Center for Computational Molecular Science and Technology, School of Chemistry and Biochemistry and School of Computational Science and Engineering, Georgia Institute of Technology, Atlanta, Georgia 30332-0400, United States.
Molecular Structure and Design, Bristol-Myers Squibb Company, P.O. Box 5400, Princeton, New Jersey 08543, United States.
J Chem Inf Model. 2024 Mar 25;64(6):1907-1918. doi: 10.1021/acs.jcim.3c02054. Epub 2024 Mar 12.
The protein-ligand binding free energy is a central quantity in structure-based computational drug discovery efforts. Although popular alchemical methods provide sound statistical means of computing the binding free energy of a large breadth of systems, they are generally too costly to be applied at the same frequency as end point or ligand-based methods. By contrast, these data-driven approaches are typically fast enough to address thousands of systems but with reduced transferability to unseen systems. We introduce DrΔ-Net (or simply Dragnet), an equivariant graph neural network that can blend ligand-based and protein-ligand data-driven approaches. It is based on a 3D fingerprint representation of the ligand alone and in complex with the protein target. Dragnet is a global scoring function to predict the binding affinity of arbitrary protein-ligand complexes, but can be easily tuned via transfer learning to specific systems or end points, performing similarly to common 2D ligand-based approaches in these tasks. Dragnet is evaluated on a total of 28 validation proteins with a set of congeneric ligands derived from the Binding DB and one custom set extracted from the ChEMBL Database. In general, a handful of experimental binding affinities are sufficient to optimize the scoring function for a particular protein and ligand scaffold. When not available, predictions from physics-based methods such as absolute free energy perturbation can be used for the transfer learning tuning of Dragnet. Furthermore, we use our data to illustrate the present limitations of data-driven modeling of binding free energy predictions.

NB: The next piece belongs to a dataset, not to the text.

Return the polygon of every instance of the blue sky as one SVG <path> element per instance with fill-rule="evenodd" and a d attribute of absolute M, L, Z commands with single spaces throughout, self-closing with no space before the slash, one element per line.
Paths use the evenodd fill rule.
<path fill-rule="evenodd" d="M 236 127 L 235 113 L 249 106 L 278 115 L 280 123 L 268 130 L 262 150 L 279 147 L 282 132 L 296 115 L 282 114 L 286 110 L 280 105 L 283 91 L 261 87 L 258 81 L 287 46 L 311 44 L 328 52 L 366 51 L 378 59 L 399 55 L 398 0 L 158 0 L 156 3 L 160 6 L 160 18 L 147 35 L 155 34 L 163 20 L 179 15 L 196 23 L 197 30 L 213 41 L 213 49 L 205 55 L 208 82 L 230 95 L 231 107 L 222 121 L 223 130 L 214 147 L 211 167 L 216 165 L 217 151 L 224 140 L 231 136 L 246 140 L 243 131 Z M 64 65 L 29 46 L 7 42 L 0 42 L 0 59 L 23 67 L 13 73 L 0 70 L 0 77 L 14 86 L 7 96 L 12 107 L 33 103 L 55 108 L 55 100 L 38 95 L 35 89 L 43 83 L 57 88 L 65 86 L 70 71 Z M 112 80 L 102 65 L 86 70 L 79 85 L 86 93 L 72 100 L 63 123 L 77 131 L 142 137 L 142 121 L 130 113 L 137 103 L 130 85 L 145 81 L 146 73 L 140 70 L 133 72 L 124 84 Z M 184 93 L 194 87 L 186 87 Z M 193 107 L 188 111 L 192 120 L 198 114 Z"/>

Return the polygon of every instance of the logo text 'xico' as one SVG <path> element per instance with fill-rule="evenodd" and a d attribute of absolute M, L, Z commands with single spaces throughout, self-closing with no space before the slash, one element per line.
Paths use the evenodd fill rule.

蛋白质-配体结合自由能是基于结构的计算药物发现工作中的一个核心数量。虽然流行的化学方法为计算大量系统的结合自由能提供了合理的统计手段,但它们通常过于昂贵,无法像终点或基于配体的方法那样频繁应用。相比之下,这些数据驱动的方法通常足够快,可以解决数千个系统的问题,但对未见系统的可转移性降低。我们引入了 DrΔ-Net(或简称 Dragnet),这是一种等变图神经网络,可以融合基于配体和基于蛋白质-配体的数据驱动方法。它基于配体本身和与蛋白质靶标结合的 3D 指纹表示。Dragnet 是一种全局评分函数,可预测任意蛋白质-配体复合物的结合亲和力,但可以通过迁移学习轻松调整到特定系统或终点,在这些任务中表现与常见的 2D 基于配体的方法相似。Dragnet 在总共 28 个验证蛋白上进行了评估,这些蛋白具有一组源自 Binding DB 的同系配体和一组从 ChEMBL 数据库中提取的定制配体。一般来说,少量的实验结合亲和力就足以优化特定蛋白质和配体支架的评分函数。当没有可用的时,可以使用基于物理的方法(如绝对自由能扰动)的预测值来进行 Dragnet 的迁移学习调整。此外,我们使用我们的数据来说明目前基于数据的结合自由能预测建模的局限性。